A recent analysis in Kaiser Health News entitled, “Doctors Argue Plans To Remedy Surprise Medical Bills Will ‘Shred’ The Safety Net” contends that problems do exist with rural hospital closures and emergency room staffing, but solving those problems should be separate from dealing with surprise bills.
TeamHealth Response
The article and the cited research fails to acknowledge that emergency medicine groups have helped to mitigate additional closures and are able to do so by cross-subsidizing themselves. Emergency medicine groups attempt to secure higher reimbursement from the commercial insurance market to offset the amounts that are received at unsustainable levels in disadvantaged communities which have a disproportionate share of indigent, uninsured and Medicaid patients.
Furthermore, the article fails to reference the fact that many rural hospitals are recipients of federal funding (DSH) to off-set the losses they incur in servicing these communities which does not incur to the benefit of emergency clinicians as no such similar program exists for the delivery of professional services.

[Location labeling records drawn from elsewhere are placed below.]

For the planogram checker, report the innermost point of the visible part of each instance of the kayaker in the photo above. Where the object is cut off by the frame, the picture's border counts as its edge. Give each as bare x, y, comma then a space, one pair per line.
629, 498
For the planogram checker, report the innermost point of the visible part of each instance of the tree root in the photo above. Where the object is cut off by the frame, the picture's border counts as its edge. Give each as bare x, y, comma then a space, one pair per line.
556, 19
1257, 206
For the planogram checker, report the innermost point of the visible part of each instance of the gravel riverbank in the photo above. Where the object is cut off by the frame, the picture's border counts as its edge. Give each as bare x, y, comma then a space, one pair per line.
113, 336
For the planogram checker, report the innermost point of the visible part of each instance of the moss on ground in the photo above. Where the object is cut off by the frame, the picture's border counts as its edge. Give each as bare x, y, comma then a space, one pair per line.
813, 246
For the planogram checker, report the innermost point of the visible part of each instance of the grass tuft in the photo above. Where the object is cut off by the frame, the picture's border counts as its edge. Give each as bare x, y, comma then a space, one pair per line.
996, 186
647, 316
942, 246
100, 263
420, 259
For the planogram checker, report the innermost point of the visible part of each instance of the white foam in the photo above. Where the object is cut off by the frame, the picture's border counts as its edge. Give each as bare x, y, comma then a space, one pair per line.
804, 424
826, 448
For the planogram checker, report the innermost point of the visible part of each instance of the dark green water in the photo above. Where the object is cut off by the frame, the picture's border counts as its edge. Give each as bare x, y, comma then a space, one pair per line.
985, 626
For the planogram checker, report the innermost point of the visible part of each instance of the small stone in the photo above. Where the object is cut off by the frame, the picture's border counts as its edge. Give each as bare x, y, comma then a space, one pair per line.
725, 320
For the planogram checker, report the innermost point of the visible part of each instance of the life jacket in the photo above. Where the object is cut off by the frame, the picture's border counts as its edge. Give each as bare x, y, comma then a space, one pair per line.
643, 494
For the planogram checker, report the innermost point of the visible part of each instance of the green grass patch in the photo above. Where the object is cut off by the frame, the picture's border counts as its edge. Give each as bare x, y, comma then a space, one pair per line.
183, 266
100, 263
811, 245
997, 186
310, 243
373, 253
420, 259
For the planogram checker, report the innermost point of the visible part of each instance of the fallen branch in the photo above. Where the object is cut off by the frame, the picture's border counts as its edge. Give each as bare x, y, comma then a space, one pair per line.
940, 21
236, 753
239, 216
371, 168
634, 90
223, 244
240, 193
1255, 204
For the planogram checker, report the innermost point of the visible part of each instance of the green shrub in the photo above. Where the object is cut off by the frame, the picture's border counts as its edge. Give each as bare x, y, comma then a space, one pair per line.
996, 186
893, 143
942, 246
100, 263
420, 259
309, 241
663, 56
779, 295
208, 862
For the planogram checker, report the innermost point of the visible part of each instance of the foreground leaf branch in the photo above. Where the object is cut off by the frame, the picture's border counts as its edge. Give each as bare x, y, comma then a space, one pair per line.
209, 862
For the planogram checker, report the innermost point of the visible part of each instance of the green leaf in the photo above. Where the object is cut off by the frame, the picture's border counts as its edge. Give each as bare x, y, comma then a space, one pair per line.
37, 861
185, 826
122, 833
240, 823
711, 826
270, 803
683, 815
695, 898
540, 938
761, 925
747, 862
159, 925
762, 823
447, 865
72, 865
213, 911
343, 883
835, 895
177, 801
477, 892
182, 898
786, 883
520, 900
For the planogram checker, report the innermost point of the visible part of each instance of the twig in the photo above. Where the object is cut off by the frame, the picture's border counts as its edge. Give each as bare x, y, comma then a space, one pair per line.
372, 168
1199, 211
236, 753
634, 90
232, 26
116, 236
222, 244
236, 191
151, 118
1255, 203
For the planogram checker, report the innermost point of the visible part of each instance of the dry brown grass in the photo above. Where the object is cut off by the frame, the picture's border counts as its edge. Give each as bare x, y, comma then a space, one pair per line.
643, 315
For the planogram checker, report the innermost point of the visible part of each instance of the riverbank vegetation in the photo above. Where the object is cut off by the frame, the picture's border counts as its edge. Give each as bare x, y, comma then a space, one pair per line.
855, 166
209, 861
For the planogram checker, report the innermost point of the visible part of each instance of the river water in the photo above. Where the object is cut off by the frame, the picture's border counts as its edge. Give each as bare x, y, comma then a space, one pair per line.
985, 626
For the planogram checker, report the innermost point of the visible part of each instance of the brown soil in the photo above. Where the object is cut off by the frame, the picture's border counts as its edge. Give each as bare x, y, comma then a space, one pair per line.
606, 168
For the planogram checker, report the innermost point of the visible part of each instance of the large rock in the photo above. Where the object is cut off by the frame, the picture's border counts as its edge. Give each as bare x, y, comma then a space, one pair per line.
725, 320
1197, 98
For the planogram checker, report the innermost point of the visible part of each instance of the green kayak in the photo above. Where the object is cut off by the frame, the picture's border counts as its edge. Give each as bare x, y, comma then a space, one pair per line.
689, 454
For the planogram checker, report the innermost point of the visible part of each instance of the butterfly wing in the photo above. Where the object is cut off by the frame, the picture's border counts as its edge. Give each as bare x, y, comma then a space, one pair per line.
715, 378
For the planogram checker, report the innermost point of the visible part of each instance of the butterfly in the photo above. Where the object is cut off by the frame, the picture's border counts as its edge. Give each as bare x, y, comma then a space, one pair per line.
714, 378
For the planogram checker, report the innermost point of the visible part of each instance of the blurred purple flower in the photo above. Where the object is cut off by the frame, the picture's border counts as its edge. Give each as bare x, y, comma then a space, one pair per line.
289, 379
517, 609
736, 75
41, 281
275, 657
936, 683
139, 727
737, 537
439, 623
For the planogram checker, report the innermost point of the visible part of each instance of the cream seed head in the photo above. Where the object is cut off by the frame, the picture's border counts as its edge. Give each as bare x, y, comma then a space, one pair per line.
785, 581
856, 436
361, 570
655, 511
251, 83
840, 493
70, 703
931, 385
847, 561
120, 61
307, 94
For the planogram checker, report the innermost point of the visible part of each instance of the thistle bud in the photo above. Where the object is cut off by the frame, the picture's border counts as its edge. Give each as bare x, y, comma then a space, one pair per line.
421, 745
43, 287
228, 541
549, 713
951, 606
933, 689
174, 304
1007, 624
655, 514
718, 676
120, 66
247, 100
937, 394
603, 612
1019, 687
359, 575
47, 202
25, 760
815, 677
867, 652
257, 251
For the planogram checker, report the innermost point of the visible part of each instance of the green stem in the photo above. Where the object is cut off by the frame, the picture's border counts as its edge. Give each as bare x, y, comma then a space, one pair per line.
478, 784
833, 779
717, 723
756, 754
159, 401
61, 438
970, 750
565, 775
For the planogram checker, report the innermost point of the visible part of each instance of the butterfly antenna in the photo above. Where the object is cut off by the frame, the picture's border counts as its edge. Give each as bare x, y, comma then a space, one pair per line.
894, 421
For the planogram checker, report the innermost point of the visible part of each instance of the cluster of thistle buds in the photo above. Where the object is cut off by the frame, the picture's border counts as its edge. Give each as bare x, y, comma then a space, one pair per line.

A recent opinion piece in the Washington Post includes a claim, “… under this approach, medical specialists’ prices overall still might not decline as much as they should, people’s insurance premiums might remain higher than need be and the federal government might pay too much.”
TeamHealth Response
The authors inexplicably fail to explain why the goal of this legislation should go beyond protecting patients from surprise medical billing and instead has turned to reducing prices (reimbursement). The author further takes the leap to assume that reducing prices to a desired amount will reduce insurance premiums proportionately and fails to speculate how insurers and their investors will react to falling stock prices and falling profits of the insurance industry.